A ‘proactive campaign to discourage vaccination’
In the fall, top HHS and CDC officials typically made campaign stops across the country to encourage vaccination; CDC directors created media events around getting the COVID vaccine to raise awareness and illustrate its safety. And they would kick off the National Foundation for Infectious Disease’s annual news conference, which serves as a marker for the start of flu season, highlighting the importance of vaccination to prevent severe illness. Don’t expect any of that to happen this year, especially as CDC continues to operate without a permanent director.
These changes underline just how critical it is this fall that medical societies, public health advocates, and clinicians continue to talk about the importance of vaccination and highlight the data.

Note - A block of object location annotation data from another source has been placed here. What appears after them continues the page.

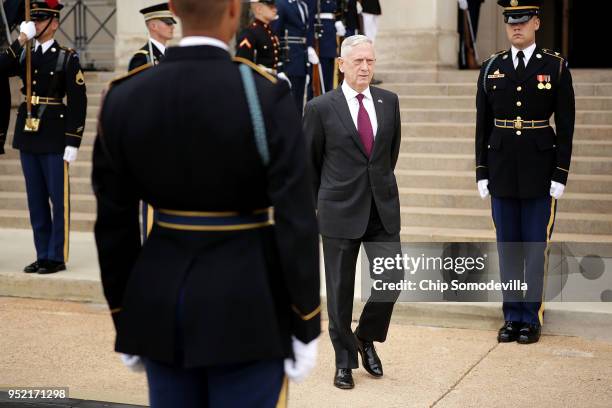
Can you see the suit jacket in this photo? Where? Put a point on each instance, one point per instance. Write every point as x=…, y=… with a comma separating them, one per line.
x=346, y=181
x=165, y=139
x=520, y=163
x=61, y=124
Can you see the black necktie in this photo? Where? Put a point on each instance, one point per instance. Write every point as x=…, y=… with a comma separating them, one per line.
x=520, y=68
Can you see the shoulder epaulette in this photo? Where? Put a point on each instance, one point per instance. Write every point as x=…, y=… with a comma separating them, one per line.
x=257, y=69
x=553, y=53
x=130, y=74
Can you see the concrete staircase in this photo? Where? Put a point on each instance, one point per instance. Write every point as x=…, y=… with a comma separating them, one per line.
x=436, y=168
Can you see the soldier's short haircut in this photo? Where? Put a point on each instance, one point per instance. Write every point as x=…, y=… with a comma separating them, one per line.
x=200, y=13
x=350, y=42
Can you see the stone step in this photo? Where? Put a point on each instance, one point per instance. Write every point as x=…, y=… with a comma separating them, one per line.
x=458, y=162
x=21, y=219
x=469, y=198
x=584, y=103
x=16, y=183
x=469, y=116
x=468, y=130
x=79, y=203
x=469, y=89
x=441, y=234
x=466, y=146
x=466, y=180
x=456, y=76
x=566, y=222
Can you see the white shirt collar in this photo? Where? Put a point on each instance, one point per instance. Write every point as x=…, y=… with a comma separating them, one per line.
x=46, y=45
x=159, y=45
x=527, y=51
x=201, y=40
x=350, y=93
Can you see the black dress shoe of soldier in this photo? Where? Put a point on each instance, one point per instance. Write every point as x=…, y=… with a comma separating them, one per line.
x=33, y=267
x=51, y=267
x=530, y=334
x=369, y=358
x=344, y=379
x=509, y=332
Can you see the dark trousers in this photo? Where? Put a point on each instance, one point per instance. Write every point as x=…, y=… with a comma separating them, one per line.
x=260, y=384
x=48, y=190
x=523, y=228
x=340, y=256
x=298, y=84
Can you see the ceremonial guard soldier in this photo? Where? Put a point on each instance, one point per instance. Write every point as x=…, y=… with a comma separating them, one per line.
x=293, y=29
x=222, y=300
x=327, y=26
x=521, y=161
x=160, y=24
x=48, y=132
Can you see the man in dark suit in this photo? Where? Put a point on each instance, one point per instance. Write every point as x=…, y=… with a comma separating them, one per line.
x=521, y=161
x=354, y=134
x=160, y=25
x=222, y=300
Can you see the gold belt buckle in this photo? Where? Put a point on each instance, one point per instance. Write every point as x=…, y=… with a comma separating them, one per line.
x=518, y=124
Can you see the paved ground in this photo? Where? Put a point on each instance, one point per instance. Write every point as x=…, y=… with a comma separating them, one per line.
x=50, y=343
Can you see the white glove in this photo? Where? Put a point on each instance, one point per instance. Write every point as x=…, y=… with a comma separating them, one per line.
x=134, y=363
x=283, y=76
x=556, y=189
x=70, y=154
x=305, y=359
x=483, y=188
x=312, y=56
x=340, y=29
x=29, y=29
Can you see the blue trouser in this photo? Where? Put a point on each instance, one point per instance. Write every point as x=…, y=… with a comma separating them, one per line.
x=523, y=228
x=46, y=177
x=298, y=83
x=260, y=384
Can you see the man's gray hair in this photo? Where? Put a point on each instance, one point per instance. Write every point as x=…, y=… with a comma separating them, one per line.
x=350, y=42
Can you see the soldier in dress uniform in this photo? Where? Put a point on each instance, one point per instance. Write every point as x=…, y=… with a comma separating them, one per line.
x=160, y=24
x=222, y=300
x=521, y=161
x=326, y=23
x=293, y=29
x=49, y=139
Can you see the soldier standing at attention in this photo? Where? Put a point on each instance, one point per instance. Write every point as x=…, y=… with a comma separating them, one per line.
x=160, y=24
x=520, y=160
x=221, y=303
x=47, y=137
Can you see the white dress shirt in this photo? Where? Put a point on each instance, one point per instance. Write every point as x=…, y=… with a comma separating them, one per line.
x=351, y=98
x=159, y=45
x=201, y=40
x=527, y=51
x=46, y=45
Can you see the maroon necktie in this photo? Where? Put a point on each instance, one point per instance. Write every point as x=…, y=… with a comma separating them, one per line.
x=364, y=126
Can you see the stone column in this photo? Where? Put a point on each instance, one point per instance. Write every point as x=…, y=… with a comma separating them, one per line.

Funding priorities, of course, change across administrations. What one team sees as important, the next one often doesn’t. But support for vaccination has remained consistent across Democratic and Republican administrations. If you add the conspicuous absence of pro-vaccination messages to the glut of misleading statements from top health officials about vaccine safety and effectiveness, the federal government’s effort this year looks more like a proactive campaign to discourage vaccination.
It may well result in fewer people getting vaccinated this fall and winter, and we know from the data that fewer people getting vaccinated will mean more who get severely ill, need hospital care, and die from flu, COVID, and RSV.
These changes underline just how critical it is this fall that medical societies, public health advocates, and clinicians continue to talk about the importance of vaccination and highlight the data, whether that’s through one-on-one conversations or social media channels or in the news media.
Those voices are more important than ever. And this year, they’re not likely to be echoed by federal health officials.